The individual is accused of preparing explosive materials to blow up Parliament buildings and the government inside during the upcoming budget vote. At this time the Parliament would contain the whole government including Prime Minister Donald Tusk and the President Bronislaw Komorowski.
According to unofficial press reports, Brunon K planned to ram the entry barrier to the Parliamentary complex to get as near to the actual Sejm building as possible, before detonating the bomb.
The general prosecutors office admitted that the individual recruited two other men, and the group had carried out test detonations. Explosives were found in various locations across Poland. Most of the materials required by the terrorists were ordered and have not yet arrived.
Brunon K’s actions are said to be based on nationalist, xenophobic and antisemitic ideals.

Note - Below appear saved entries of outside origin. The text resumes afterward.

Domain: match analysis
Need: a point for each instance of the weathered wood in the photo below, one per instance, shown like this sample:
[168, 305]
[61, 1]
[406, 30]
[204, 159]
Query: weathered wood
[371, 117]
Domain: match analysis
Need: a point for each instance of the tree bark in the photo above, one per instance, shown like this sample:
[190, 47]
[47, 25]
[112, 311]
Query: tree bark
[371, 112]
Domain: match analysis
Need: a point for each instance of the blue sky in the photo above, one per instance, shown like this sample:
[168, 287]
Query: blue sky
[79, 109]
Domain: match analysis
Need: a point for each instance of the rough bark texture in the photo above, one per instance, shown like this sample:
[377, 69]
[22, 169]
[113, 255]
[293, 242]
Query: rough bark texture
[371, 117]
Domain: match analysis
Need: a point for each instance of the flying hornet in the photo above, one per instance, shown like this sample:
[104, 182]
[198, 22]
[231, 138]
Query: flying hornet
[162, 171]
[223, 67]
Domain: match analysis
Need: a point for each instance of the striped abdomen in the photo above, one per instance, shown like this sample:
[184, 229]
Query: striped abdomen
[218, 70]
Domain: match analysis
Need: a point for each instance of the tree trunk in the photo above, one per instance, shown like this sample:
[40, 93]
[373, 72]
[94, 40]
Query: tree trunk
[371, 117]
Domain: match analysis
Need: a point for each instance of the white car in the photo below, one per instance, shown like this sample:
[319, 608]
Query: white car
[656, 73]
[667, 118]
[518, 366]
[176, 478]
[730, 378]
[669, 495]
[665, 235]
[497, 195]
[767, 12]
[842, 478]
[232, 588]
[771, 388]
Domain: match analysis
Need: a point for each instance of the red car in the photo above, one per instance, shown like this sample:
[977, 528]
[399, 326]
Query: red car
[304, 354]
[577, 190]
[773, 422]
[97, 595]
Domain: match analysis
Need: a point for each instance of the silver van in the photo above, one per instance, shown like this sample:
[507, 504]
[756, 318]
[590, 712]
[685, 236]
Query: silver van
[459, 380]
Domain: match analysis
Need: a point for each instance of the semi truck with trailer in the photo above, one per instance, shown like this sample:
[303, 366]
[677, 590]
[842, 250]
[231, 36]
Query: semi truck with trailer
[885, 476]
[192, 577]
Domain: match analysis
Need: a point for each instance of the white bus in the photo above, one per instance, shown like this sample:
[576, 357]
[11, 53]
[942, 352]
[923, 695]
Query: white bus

His cohorts are both arms collectors. They were found to be in possession of illegal fire arms. One was released immediately and the other admitted to the possession of fire arms and was also later freed. Both remain under police surveillance.
The general prosecutors office announced that Brunon K may have been acting under the influence of others, according to TVN24.
The individual was apprehended on November 9. A spokesperson told TVN24 that “everything is under control, there is no danger.”
“Revealing operational details so soon may be due to political factors and is not necessarily advantageous to the investigation,” an expert connected with the security services told CEEInsight.
Minor opposition party, United Poland, has called for an investigation as to whether the danger to Parliament was real or blown up as a means to increase public sympathy for the Civic Platform (PO) led government.
The incident has raised serious doubts as to the security of the buildings which house the government. Experts argue that they have repeatedly voiced concerns that security in Parliament is weak.
“There are no barriers, just light turnpikes on entry and exit, without any fencing from Wiejska street,” personal security and counter terrorism expert, who asked to remain anonymous, told CEEInsight.
“The Government Protection Bureau and Sejm Police have been trying to get security systems to be improved for years. I admit immodestly, that for the last two years, I have often suggested the construction of appropriate fencing and detectors [at Wiejska street],” the source added.